Ubuntu
speex package

  1. Bug #218652
  2. Comment #3

Comment 3 for bug 218652

Revision history for this message
Till Ulen (tillulen) wrote :

Description

Uncontrolled array index in Speex 1.1.12 and earlier, as used in libfishsound 0.9.0 and earlier, including Illiminable DirectShow Filters and Annodex Plugins for Firefox, allows remote attackers to execute arbitrary code via a header structure containing a negative offset, which is used to dereference a function pointer.

See:
http://www.ocert.org/advisories/ocert-2008-2.html
http://www.ocert.org/advisories/ocert-2008-004.html

From the oCERT advisory #2008-002:

"The libfishsound decoder library incorrectly implements the reference speex decoder from the Speex library, performing insufficient boundary checks on a header structure read from user input.

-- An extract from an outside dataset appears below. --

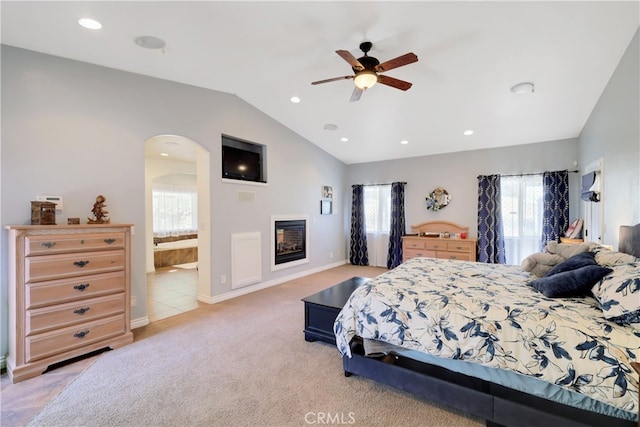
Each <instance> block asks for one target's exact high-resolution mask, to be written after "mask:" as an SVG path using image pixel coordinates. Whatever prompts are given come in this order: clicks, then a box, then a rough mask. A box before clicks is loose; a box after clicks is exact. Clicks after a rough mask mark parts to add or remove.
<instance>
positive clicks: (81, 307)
mask: <svg viewBox="0 0 640 427" xmlns="http://www.w3.org/2000/svg"><path fill="white" fill-rule="evenodd" d="M124 305H125V295H124V293H121V294H116V295H109V296H106V297H98V298H91V299H88V300H82V301H78V302H73V303H67V304H59V305H54V306H51V307H44V308H38V309H34V310H27V312H26V315H27V318H26V324H25V333H26V335H27V336H29V335H35V334H38V333H41V332H45V331H50V330H52V329H58V328H64V327H67V326H71V325H76V324H78V323H83V322H88V321H90V320H94V319H99V318H101V317H108V316H113V315H116V314H120V313H123V312H124Z"/></svg>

A user controlled field in the header structure is used to build a function pointer. The libfishsound implementation does not check for negative values for the field, allowing the function pointer to be pointed at an arbitary position in memory. This allows remote code execution.

A patch has been committed to the libfishsound public repository.

Affected version: <= 0.9.0

Fixed version: 0.9.1

Additional affected packages:

Speex <= 1.1.12, the reference implementation from which libfishsound is derived.

Illiminable DirectShow Filters, which statically include the libfishsound library.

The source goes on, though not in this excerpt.